Over 300 vets joined the register of the Irish Veterinary Council last year, bringing the number of registered practitioners to over 3,300.

Yet dozens of vacancies across small, large and mixed animal veterinary practices appear in the current issue of Veterinary Ireland journal.

Professor Eoin Ryan of the Herd Health and Animal Husbandry Team in UCD’s School of Veterinary Medicine says 200-300 experienced vets were scooped up by the Department of Agriculture due to Brexit.

But he says the current shortage is due to poor retention of vets in employment.

"If you are not able to keep what you have, you can’t just keep recruiting. You have to try and retain what you have," he said.

"To retain the vets we have in clinical practice we need to address the issues around work-life balance, out-of-hours rotas and salary," he added.

Working as a farm vet, Ryan says, typically involves a 50–70-hour week with callouts at all times of the day and night.

But are more veterinary students opting to work in pet practices rather than with farm animals?

Retired Donegal vet Gerard Roarty believes too few students from farming backgrounds achieve the high points needed to get into UCD’s School of Veterinary Medicine.

"You don’t need 625 points to lie on your belly in a byre in Glencolumbkille at 4am," he said, adding that farm experience or a farming background should be taken into account when selecting veterinary students.

Of the hundreds of secondary school students who completed work experience at Roarty’s former practice in Donegal he says only one earned a place in the country’s only veterinary school. At the same time, he says practices in Donegal cannot hire vets to work with large animals.

Just one-in-four vets added to the Veterinary Council register last year trained in Ireland.

Poland and Hungary train more Irish vets than Ireland.

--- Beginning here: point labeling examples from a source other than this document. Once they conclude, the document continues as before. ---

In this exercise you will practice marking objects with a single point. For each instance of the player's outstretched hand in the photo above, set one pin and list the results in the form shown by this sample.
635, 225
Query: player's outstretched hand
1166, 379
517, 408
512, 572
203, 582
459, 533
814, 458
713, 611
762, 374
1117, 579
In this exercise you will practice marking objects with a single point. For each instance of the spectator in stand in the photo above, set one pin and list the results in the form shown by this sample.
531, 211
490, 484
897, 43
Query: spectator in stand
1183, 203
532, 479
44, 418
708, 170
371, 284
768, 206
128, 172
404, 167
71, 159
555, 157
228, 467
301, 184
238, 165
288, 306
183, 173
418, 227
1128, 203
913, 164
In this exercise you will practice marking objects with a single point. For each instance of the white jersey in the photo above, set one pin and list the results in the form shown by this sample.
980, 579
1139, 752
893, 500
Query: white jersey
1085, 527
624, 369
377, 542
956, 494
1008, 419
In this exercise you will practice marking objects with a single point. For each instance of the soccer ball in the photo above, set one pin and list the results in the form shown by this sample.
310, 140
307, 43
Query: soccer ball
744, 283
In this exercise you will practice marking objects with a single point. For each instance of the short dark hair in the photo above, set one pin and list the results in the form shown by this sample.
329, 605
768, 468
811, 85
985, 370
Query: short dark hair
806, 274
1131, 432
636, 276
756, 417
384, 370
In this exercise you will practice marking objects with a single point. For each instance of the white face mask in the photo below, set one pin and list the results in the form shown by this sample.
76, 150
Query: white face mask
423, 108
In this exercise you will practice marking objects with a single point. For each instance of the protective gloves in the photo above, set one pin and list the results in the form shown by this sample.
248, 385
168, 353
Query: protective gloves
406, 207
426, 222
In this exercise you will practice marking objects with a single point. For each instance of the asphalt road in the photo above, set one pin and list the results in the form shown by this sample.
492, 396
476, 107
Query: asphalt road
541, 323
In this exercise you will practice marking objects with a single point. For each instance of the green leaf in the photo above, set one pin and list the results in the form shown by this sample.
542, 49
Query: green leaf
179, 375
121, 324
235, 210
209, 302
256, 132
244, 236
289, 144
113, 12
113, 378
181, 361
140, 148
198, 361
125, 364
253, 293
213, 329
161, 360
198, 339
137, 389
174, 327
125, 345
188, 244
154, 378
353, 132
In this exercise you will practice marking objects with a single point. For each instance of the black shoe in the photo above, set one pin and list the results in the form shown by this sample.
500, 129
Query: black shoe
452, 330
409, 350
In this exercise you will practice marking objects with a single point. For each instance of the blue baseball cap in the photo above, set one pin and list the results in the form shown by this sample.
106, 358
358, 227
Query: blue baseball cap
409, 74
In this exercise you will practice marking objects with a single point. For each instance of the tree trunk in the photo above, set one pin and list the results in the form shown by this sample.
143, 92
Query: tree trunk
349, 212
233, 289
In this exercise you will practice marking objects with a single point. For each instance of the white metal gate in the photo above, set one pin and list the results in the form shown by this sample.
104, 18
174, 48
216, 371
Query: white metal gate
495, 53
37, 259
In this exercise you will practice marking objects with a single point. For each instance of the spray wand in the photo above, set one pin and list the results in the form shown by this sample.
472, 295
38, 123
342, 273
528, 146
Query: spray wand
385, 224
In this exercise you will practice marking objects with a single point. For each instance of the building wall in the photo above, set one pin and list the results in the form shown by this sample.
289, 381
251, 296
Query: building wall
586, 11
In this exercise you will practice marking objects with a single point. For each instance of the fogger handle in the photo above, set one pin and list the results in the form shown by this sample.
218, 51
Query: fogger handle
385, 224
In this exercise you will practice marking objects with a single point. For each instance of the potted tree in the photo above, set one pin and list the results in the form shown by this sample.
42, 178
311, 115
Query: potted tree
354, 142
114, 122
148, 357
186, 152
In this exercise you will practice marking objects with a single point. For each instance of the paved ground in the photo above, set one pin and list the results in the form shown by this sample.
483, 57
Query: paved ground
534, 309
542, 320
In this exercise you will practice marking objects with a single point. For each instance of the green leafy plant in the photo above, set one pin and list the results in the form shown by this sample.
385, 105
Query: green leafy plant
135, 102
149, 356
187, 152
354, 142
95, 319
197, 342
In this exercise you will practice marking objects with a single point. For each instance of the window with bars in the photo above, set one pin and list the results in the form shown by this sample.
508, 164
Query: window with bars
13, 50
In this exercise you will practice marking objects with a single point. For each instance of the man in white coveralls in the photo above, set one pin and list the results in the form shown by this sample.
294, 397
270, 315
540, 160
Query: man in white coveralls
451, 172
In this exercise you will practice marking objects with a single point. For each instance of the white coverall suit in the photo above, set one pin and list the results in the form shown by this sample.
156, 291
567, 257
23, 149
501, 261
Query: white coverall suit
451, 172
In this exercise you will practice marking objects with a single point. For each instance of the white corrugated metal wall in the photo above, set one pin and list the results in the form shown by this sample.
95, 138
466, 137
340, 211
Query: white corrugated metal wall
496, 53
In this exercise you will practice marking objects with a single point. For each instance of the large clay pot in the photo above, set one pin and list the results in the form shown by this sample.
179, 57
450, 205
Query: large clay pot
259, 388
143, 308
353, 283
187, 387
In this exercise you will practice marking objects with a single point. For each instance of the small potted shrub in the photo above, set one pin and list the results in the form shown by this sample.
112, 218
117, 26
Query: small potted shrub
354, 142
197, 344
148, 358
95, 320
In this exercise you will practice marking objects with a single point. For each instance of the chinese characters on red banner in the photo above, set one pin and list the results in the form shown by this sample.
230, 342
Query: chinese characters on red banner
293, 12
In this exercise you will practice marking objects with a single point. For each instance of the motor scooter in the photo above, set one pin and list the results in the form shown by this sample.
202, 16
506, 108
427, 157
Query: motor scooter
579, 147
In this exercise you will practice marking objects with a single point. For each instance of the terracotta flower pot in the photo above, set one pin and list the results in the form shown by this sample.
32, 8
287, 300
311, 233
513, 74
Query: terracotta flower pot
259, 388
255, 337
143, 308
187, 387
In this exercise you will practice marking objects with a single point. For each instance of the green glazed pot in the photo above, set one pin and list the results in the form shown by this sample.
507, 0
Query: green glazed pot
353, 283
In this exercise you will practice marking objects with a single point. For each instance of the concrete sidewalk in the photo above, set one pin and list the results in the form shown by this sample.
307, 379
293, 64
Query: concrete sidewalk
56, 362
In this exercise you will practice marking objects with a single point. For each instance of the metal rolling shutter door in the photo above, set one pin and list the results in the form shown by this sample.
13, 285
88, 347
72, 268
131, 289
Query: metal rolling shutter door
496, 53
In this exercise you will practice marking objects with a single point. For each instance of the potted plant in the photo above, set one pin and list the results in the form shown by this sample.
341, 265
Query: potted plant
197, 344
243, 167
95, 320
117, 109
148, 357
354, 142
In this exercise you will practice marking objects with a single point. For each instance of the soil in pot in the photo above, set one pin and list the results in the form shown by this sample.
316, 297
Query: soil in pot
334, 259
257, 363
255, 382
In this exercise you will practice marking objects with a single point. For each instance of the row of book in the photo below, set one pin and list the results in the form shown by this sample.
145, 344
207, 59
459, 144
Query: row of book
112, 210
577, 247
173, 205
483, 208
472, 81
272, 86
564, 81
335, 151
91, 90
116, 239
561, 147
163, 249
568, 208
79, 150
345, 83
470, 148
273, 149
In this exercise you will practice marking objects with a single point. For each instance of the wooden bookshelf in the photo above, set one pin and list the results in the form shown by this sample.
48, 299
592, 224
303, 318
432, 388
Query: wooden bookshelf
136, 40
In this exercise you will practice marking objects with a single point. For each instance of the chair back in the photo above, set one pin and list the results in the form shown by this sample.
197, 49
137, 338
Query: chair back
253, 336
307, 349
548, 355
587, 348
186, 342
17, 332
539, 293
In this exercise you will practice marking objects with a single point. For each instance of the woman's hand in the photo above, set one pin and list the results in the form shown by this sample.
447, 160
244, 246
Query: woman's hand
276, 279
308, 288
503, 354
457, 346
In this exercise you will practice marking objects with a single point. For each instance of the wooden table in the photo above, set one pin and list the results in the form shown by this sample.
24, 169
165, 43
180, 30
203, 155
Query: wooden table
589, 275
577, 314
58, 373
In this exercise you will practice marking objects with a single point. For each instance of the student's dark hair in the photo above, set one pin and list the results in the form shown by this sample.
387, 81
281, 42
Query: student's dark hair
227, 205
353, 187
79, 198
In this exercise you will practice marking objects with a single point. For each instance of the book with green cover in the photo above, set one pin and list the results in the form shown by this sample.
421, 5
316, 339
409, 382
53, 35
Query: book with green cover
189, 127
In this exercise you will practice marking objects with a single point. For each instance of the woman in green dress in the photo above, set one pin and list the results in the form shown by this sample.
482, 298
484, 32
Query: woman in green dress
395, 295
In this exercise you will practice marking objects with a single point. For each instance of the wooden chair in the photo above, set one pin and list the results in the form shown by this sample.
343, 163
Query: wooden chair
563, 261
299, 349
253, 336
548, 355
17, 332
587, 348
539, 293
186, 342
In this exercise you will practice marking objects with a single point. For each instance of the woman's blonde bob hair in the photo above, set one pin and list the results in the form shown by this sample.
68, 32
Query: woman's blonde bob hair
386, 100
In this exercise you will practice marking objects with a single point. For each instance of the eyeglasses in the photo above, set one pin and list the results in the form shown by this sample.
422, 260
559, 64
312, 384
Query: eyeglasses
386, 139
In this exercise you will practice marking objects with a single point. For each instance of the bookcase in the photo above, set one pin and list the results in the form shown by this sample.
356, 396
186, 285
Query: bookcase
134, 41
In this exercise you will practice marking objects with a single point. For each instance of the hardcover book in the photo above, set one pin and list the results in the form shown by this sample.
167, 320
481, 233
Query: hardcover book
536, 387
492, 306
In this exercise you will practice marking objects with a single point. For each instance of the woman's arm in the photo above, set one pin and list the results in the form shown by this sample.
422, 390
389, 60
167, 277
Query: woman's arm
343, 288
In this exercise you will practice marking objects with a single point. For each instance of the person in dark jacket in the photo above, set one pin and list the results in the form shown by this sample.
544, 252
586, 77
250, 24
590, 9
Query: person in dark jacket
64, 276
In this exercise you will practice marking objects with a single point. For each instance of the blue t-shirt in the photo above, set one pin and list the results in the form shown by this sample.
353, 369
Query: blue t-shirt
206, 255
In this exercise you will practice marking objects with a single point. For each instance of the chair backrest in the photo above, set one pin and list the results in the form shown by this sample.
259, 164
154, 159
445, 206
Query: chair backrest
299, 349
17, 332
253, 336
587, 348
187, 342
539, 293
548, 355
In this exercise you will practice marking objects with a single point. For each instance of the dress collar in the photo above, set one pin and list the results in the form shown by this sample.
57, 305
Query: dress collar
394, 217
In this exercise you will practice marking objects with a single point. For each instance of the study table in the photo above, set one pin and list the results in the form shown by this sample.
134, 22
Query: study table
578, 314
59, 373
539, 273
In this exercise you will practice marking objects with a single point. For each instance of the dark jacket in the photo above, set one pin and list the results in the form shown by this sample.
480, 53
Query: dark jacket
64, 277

With just 90 students entering veterinary medicine at UCD each year, Gerard Roarty says a proposed second veterinary school can't come quick enough

But UCD’s Professor Eoin Ryan says more college places won’t necessarily lower points because demand will remain high.

To help alleviate the vet shortage, he suggests government subsidies to rural practices.

"In other countries such as Scotland the government will help subsidise vets to keep them in those remote parts of the country. We will need that here as well.," he said.

Vincent Roddy of the INHFA agrees that subsidies should be examined.

"I think it is something we could look at," he said.